Riot Games gaat de anticheatsoftware Vanguard toevoegen aan League of Legends. Het bedrijf doet dit naar eigen zeggen als gevolg van een eerdere aanval waarbij de broncode van de game werd gestolen, hetgeen leidde tot meer cheats. Vanguard wordt al gebruikt bij Valorant en werkt op kernelniveau.
De huidige anticheatsoftware van League of Legends was al verouderd, maar de hack begin vorig jaar verergerde de problemen, stelt Riot Games in een updatevideo voor de moba.

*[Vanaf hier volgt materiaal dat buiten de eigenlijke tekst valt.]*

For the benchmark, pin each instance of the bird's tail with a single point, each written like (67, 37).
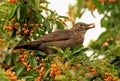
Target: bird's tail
(30, 46)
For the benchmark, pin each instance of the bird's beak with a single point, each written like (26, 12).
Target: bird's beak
(89, 26)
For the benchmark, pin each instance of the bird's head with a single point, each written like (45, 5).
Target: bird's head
(83, 26)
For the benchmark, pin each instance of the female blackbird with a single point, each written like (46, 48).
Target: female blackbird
(62, 38)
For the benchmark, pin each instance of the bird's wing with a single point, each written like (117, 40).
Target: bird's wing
(56, 36)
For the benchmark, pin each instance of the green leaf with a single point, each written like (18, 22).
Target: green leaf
(19, 69)
(59, 25)
(8, 59)
(13, 12)
(33, 61)
(77, 49)
(56, 48)
(47, 26)
(18, 13)
(61, 78)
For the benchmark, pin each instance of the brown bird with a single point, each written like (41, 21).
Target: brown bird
(62, 38)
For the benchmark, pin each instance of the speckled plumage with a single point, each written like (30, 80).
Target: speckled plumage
(62, 38)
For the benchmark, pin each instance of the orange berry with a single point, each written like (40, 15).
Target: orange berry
(32, 25)
(25, 25)
(58, 57)
(89, 3)
(115, 78)
(26, 31)
(108, 40)
(23, 29)
(10, 27)
(30, 11)
(17, 32)
(16, 24)
(13, 19)
(78, 65)
(32, 53)
(37, 58)
(105, 44)
(112, 1)
(28, 69)
(37, 24)
(102, 1)
(9, 1)
(93, 7)
(93, 71)
(51, 75)
(14, 1)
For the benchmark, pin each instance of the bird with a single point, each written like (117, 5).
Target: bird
(61, 38)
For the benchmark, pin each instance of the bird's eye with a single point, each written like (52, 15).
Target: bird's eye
(81, 24)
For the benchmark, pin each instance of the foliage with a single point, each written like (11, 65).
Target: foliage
(22, 21)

De game werd daardoor kwetsbaarder voor cheats en bots, waardoor de noodzaak om de verouderde software te vervangen naar eigen zeggen hoger werd. Het bedrijf laat daarom weten dat het eind februari of begin maart Vanguard toe gaat voegen aan League. Om de game te kunnen spelen moeten gebruikers vanaf dan deze anticheatsoftware installeren op hun pc. Riot stelt dat Vanguard erg succesvol is bij het tegenhouden van cheaters in Valorant, en verwacht dezelfde resultaten voor LoL. Overigens geldt deze verplichting niet voor Mac-apparaten, aangezien die 'substantieel anders' zouden zijn. Het bedrijf zegt voor Mac-systemen een 'andere aanpak' te zullen hanteren, al wordt daar niet verder op ingegaan.
De anticheatsoftware Vanguard werkt op kernelniveau. Dit houdt in dat de software tijdens het spelen constant in de achtergrond op de computer draait en monitort of er cheatprogramma's gebruikt worden. Indien dat het geval is kan Riot het gehele systeem verbannen, waardoor het niet meer mogelijk is om de game vanaf die pc te spelen. Dit is behoorlijk ingrijpend en gaat veel verder dan de techniek die voorheen werd gebruikt. Riot stelt echter dat het noodzakelijk is om deze maatregel te nemen, aangezien cheaters anders alle anticheatsoftware kunnen omzeilen. Veel gebruikers maken zich volgens Riot zorgen om de privacyrisico's van dergelijke software, maar het bedrijf claimt dat er hiermee niet meer persoonlijke informatie verzameld en verwerkt wordt dan het geval is bij het huidige anticheatprogramma van League.